In tale contesto normativo, chiaramente finalizzato ad un rilevamento ed a un aggiornamento a fini fiscali dei dati catastali corrispondenti all’effettiva consistenza patrimoniale degli immobili, si iscrive il successivo comma 19 sopra riportato che prevede, con riferimento agli atti pubblici ed alle scritture private autenticate tra vivi aventi ad oggetto il trasferimento, la costituzione o lo scioglimento di comunione di diritti reali su fabbricati già esistenti, a pena di nullità, “la dichiarazione, resa in atti dagli intestatari, della conformità allo stato di fatto dei dati catastali e delle planimetrie sulla base delle disposizioni vigenti in materia catastale”; orbene è indubitabile che tale disposizione, come correttamente ritenuto dalla Corte territoriale, e come emerge dal tessuto normativo in cui è inserita, ha lo scopo di evidenziare eventuali vicende di elusione o di evasione fiscale nell’ambito della proprietà immobiliare urbana derivanti dal mancato aggiornamento catastale dello stato degli immobili, conformemente alle finalità che l’art. 19 citato si propone di perseguire.
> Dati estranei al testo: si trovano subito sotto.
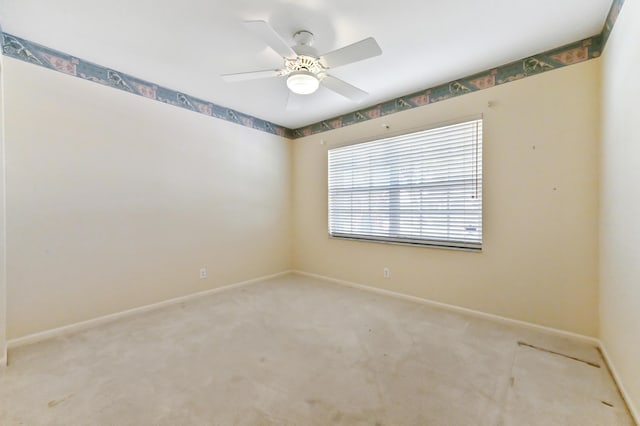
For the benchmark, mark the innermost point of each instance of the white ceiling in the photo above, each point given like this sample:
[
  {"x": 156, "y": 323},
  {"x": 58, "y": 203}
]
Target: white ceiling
[{"x": 185, "y": 45}]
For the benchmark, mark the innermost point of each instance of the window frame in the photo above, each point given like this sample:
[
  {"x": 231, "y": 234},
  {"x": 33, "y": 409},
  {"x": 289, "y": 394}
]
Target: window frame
[{"x": 428, "y": 243}]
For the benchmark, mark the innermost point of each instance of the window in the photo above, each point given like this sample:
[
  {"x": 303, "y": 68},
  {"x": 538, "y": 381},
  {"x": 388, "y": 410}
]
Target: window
[{"x": 421, "y": 188}]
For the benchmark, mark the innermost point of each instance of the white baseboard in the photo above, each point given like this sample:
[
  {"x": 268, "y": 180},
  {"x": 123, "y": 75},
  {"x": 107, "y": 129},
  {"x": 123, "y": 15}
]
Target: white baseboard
[
  {"x": 83, "y": 325},
  {"x": 616, "y": 377},
  {"x": 458, "y": 309}
]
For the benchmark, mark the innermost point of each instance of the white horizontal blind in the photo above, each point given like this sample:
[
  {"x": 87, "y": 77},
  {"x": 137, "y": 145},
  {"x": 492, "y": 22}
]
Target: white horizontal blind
[{"x": 419, "y": 188}]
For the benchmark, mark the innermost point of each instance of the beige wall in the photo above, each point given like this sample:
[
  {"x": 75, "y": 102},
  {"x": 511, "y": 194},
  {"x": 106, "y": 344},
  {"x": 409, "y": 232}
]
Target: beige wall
[
  {"x": 116, "y": 201},
  {"x": 620, "y": 211},
  {"x": 539, "y": 262}
]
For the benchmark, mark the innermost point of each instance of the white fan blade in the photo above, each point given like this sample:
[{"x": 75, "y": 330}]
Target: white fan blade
[
  {"x": 294, "y": 102},
  {"x": 355, "y": 52},
  {"x": 266, "y": 33},
  {"x": 343, "y": 88},
  {"x": 251, "y": 75}
]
Ciò posto, è anzitutto agevole rilevare che l’espresso onere in tal senso imposto agli intestatari non può certamente ritenersi assolto, come pure dedotto dal ricorrente, tramite la dichiarazione di conformità allo stato di fatto dell’immobile della sola planimetria catastale depositata, ovvero di un documento relativo essenzialmente alla descrizione grafica dell’immobile stesso, che evidentemente non può sopperire alla mancanza della dichiarazione di conformità allo stato di fatto dell’immobile anche del distinto requisito richiesto dalla norma e rappresentato dai dati catastali, soltanto questi ultimi costituendo gli elementi oggettivi di riscontro delle caratteristiche patrimoniali dell’immobile rilevanti a fini fiscali; neppure può ritenersi, in presenza di un onere previsto espressamente a pena di nullità e della evidente finalità di natura pubblicistica della disposizione in esame, che la suddetta dichiarazione possa essere espressa implicitamente con il mero richiamo all’art. 1 bis suddetto, come pure è agevole osservare che proprio l’espressa possibilità che la predetta dichiarazione possa essere sostituita da una attestazione di conformità da parte di un tecnico abilitato alla presentazione degli atti di aggiornamento catastale conferma che, fuori di tale deroga, vige il principio inequivocabile dell’obbligo della suddetta dichiarazione di conformità a carico degli intestatari degli immobili urbani.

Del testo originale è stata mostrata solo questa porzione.